Calculate the contacts, surface complementarity and the crossing angle from the solved structures. Using these methods, TCR and peptide HLA molecules were expressed and refolded into a soluble form. The peptide in the peptide HLA molecules was the gp100 antigen.

SPR was used to determine the binding affinity of the PMEL17 TCR for the antigen at various temperatures. SPR and isothermal calorimetric titration were then both used, to determine the thermodynamic parameters of the protein-protein interaction. The PMEL17 TCR A2-YLE-9V complex was crystallized and evaluated with synchrotron x-ray diffraction.

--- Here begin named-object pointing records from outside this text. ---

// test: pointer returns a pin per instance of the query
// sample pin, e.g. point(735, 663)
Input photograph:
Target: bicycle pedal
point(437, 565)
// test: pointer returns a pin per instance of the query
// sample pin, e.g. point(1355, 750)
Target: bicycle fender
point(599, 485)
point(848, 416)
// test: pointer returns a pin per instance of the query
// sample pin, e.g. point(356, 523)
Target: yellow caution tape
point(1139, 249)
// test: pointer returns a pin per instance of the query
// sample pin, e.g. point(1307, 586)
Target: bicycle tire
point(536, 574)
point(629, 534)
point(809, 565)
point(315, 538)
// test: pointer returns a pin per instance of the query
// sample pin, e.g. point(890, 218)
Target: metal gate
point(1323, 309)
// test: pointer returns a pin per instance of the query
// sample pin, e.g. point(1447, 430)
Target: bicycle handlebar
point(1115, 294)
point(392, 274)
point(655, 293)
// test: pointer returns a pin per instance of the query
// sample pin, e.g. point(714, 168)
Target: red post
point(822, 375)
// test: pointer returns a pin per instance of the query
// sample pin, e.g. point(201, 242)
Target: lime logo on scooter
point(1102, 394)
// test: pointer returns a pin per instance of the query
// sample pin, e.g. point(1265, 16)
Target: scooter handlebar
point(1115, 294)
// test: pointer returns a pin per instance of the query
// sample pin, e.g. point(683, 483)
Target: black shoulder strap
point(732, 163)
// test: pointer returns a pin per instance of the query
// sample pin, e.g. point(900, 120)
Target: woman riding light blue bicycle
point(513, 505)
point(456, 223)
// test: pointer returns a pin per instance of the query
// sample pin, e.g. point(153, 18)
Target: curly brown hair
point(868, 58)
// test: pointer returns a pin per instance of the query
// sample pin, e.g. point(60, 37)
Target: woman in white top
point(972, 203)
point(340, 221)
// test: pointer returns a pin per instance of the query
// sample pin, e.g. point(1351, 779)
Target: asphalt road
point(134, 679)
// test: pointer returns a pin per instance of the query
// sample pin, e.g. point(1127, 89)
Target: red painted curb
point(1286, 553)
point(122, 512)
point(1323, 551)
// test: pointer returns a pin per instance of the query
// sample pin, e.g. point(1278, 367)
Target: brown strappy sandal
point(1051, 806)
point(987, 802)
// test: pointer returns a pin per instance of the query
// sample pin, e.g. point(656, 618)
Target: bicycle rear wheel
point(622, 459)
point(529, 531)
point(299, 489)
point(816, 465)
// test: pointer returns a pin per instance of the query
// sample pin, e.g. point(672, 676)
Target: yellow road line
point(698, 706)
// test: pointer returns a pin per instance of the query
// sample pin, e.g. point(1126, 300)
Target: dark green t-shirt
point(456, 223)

The TCR CDR loops and the peptide HLA residues contacted by the TCR protein, were both identified and the nature of the contacts was studied. Peptide HLA molecules with mutated forms of the peptide were also purified and crystallized in this way. To investigate structural differences that could prevent binding interactions with TCR.

Mutation of the third or fifth residue was found to significantly change the position of proline four, which would disrupt many of the contacts with the TCR CDR-3 Alpha Loop. Whilst attempting this procedure, it's important to select only the purest proteins for further analysis. Following this procedure, other methods like, peptide HLA tetramer staining, can be performed using the soluble proteins in order to isolate antigen-specific T-Cells from patient blood for diagnostics and further analysis.

After its development, this technique paved the way for researchers in the field of T-Cell immunology to explore TCR peptide HLA binding in exquisite detail, enabling the development of new medicines for cancer and other human diseases. After watching this video, you should have a good understanding of how to generate TCR and peptide HLA proteins of sufficient quality to perform biophysical and structural analysis.